Elements Applied: Mushroom body is commonly used in herbal medicine.

Active Components: Reishi is rich in a range of components, like triterpenoids, dubbed ganoderic acids, polysaccharides, mannitol, coumarin, and sterols. Ganoderic acids are stated to decrease arterial tension and lower LDL cholesterol and triglyceride amounts in blood. These acids are also capable of decreasing platelet coagulating capacity, which helps prevent atherosclerosis, especially heart atherosclerosis.

Although human studies have revealed the mushroom is effective in relieving altitude nausea and recurrent hepatitis B, the proof is still insufficient.

History: Chinese herbalists have always considered this mushroom to possess specific capacity. In China mushrooms are referred to as sacred medicine due to their alleged ability to nourish the soul and the spirit. Due to this reason they are especially valuable in vegetarian eating patterns and considered to provide longer life span in people. Chinese herbalists use a variety of medical mushrooms.

According to an ancient herbal scripture, reishi is potent of reducing body weight, probably due to its capacity to reduce lipid and cholesterol amounts in blood. The mushroom is also capable of promoting immune activity.

Chinese herbalists have used reishi in their preparations for over four thousand years. Its Chinese name interprets its spiritual origin and mental capacity, and is also referred to as a beverage which can make one immortal. In conventional Chinese medicine the herb was applied as a remedy for coughs, insomnia, asthma, weakness, and general tiredness.

Used For: Reishi is commonly prescribed for high triglyceride levels, hypertension, HIV support, hepatitis, tiredness, chemotherapy, and altitude sickness.

Additional Info: Reishi can be gathered wild from tree stumps along the coast areas of China.
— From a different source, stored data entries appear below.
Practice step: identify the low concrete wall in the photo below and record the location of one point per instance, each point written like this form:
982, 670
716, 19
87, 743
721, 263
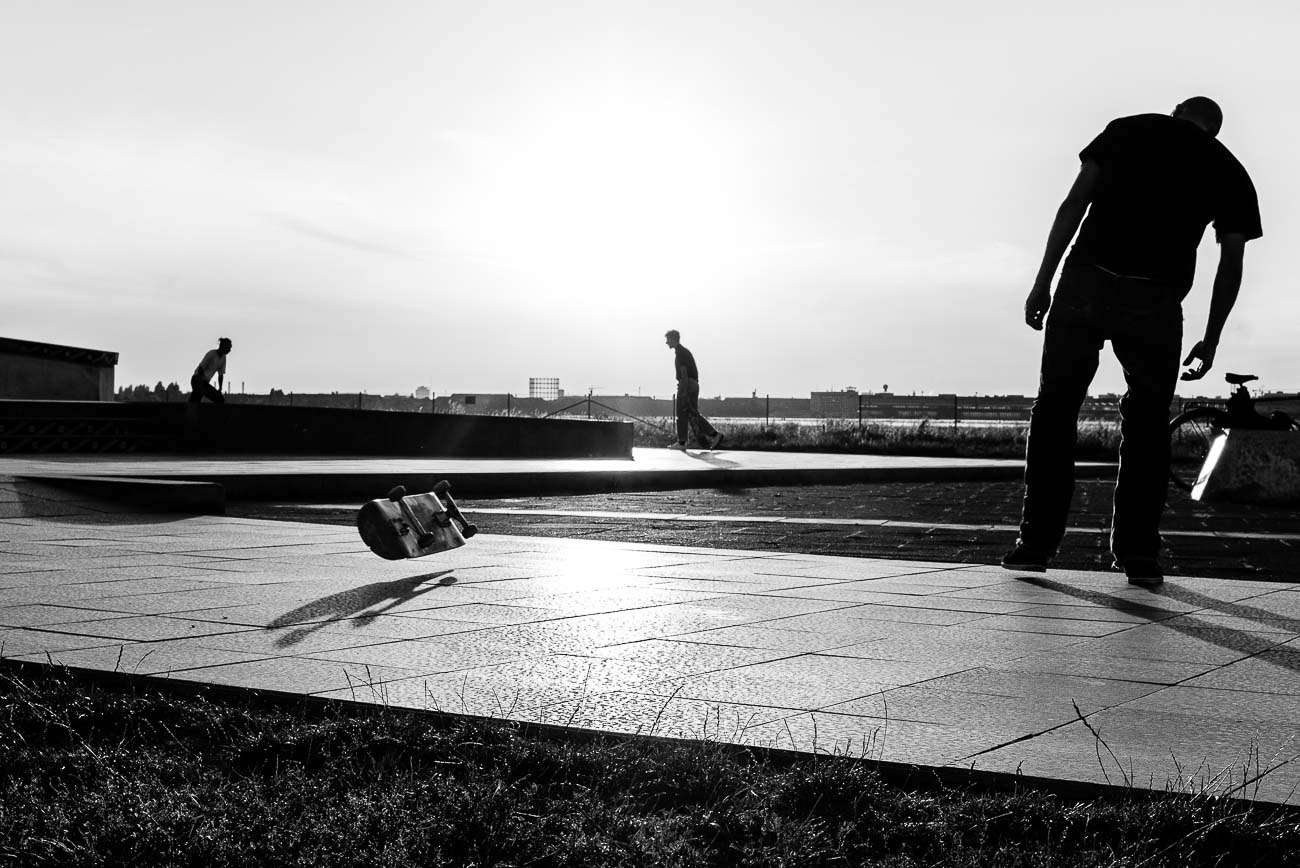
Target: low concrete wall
44, 370
143, 426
Its mushroom body is applied in herbal medicine. Reishi differs in color with different varieties, but the usual one is red-colored reishi, widely applied and commercially raised in Korea, Japan, Taiwan, China, and North America.

Preparation and Intake: According to medical indications, dried reishi is applied at a dose of 1.5-9 grams a day, 1-1,5 grams if used as powder, and 1 ml a day in form of tincture. It is also drunk as common tea.

Safety: Reishi may lead to side effects like stomach complaints, nasal bleeding, dry throat and mouth, as well as giddiness. These effects may result from its prolonged application for a period of 3-6 months. Due to its capacity to prevent blood clotting, it is no used in company with anti-coagulant medicine. If you’re breastfeeding a baby or pregnant with one, speak to your health-care provider before using reishi. As reishi poses a threat to one’s wellness, it’s highly suggested to take under medical control, and after a consultation.